The defense rested its case at 4:10 p.m. Friday.
Dr. Wilbur Lutz, a psychiatrist and assistant superintendent of the Wernersville State Hospital, was withdrawn as a commonwealth rebuttal witness following objections by the defense.
The defense claimed that testimony by Dr. Lutz would violate the constitutional rights of the 23-year-old defendant.
Dr. Lutz, prior to being withdrawn from the witness stand, said the testimony he was about to give was based on an interview he had with Sites December 27, 1965, at the hospital. The defense contended that this was privileged information.
The Sites murder trial was in recess for the weekend, and was expected to go to the jury Monday afternoon. Closing summations by the attorneys were scheduled for Monday morning and Judge G. Thomas Gates was scheduled to instruct the jury Monday afternoon.
Altogether the defense put on 19 witnesses, while the commonwealth used 23 witnesses.
[Portions of this post were transcribed nearly verbatim from the Lebanon Daily News coverage of the trial written by James Shellhamer.]
Sidebar

As court adjourned for the day Friday afternoon, Judge Gales granted permission for the women of the jury to visit the beauty shop in the Lebanon Treadway Inn where the jury was being quartered when not in the courtroom. Because the jury could not be separated, the eight male jury members had to accompany them to the shop.
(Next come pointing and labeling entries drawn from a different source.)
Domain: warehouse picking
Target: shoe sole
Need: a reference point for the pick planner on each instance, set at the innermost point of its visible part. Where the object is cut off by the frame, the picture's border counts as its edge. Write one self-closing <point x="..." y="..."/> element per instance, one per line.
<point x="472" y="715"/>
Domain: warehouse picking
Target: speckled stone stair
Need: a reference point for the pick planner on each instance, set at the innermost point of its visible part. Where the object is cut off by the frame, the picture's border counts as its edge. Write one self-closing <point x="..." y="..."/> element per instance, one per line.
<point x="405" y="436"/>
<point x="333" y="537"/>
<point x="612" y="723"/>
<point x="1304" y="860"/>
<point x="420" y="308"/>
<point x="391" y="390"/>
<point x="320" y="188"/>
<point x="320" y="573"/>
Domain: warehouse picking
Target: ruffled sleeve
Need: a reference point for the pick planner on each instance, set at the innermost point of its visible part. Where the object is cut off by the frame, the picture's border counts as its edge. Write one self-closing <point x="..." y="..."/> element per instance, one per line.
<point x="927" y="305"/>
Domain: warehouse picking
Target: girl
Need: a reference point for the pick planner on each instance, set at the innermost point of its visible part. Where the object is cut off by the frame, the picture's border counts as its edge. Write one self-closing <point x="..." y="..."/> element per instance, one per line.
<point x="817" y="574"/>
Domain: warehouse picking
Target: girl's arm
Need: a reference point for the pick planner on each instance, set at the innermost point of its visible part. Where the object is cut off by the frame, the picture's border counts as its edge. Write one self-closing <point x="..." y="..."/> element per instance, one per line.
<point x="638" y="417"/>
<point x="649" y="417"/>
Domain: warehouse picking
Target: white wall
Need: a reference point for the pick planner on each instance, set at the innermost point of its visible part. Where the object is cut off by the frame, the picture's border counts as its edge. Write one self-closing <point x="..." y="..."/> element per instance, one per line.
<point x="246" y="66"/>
As the jury would continue to be sequestered over the weekend, Judge Gates also made arrangements for Protestant and Catholic services to be made available for the jury members on Sunday.
To help break the monotony of the sequestration, the jury was scheduled to be taken on a bus trip on Sunday to places of “historical interest”.
While the jurors were in the shop, Deputy Sheriff Warren Sheaf, who drove the jurors to and from the Municipal Building in the Civil Defense bus, overheard a comment from one of the other patrons to the effect that this represented “more taxpayers’ money down the drain”.
So Deputy Sheaf hastened to point out that the beauty shop visit was done entirely at the women jurors’ expense.
By the way, this became a common complaint in the county, and there were several letters to the editor published in the paper about the bills that taxpayers were expected to foot in order to give Sites a fair trial.